Module `laplace.curvature`

Sub-modules

laplace.curvature.asdfghjkl
laplace.curvature.asdl
laplace.curvature.backpack
laplace.curvature.curvature
laplace.curvature.curvlinops

Classes

class CurvatureInterface (model: nn.Module, likelihood: Likelihood | str, last_layer: bool = False, subnetwork_indices: torch.LongTensor | None = None, dict_key_x: str = 'input_ids', dict_key_y: str = 'labels')

Interface to access curvature for a model and corresponding likelihood. A CurvatureInterface must inherit from this baseclass and implement the necessary functions jacobians, full, kron, and diag.

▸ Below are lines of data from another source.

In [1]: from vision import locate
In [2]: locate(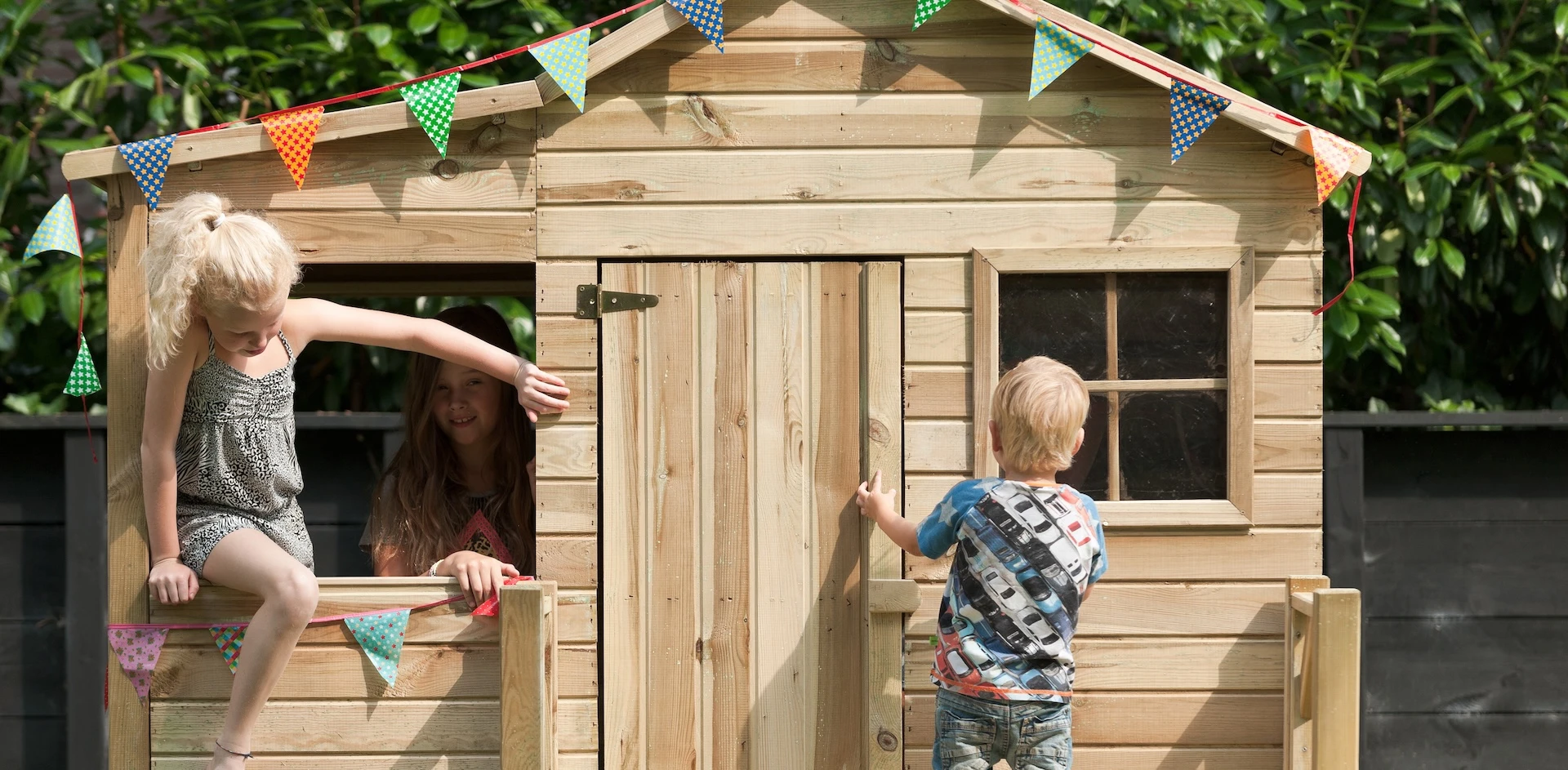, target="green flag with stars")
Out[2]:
[911,0,947,29]
[397,72,462,157]
[66,339,102,395]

The interface might be extended in the future to account for other curvature structures, for example, a block-diagonal one.

Parameters

model : torch.nn.Module or FeatureExtractor: torch model (neural network)
likelihood : {'classification', 'regression'}
last_layer : bool, default=False: only consider curvature of last layer
subnetwork_indices : torch.LongTensor, default=None: indices of the vectorized model parameters that define the subnetwork to apply the Laplace approximation over
dict_key_x : str, default='input_ids': The dictionary key under which the input tensor x is stored. Only has effect when the model takes a MutableMapping as the input. Useful for Huggingface LLM models.
dict_key_y : str, default='labels': The dictionary key under which the target tensor y is stored. Only has effect when the model takes a MutableMapping as the input. Useful for Huggingface LLM models.

Attributes

lossfunc : torch.nn.MSELoss or torch.nn.CrossEntropyLoss
factor : float: conversion factor between torch losses and base likelihoods For example, $\frac{1}{2}$ to get to $\mathcal{N}(f, 1)$ from MSELoss.

Subclasses

Methods

def jacobians(self, x: torch.Tensor | MutableMapping[str, torch.Tensor | Any], enable_backprop: bool = False) ‑> tuple[torch.Tensor, torch.Tensor]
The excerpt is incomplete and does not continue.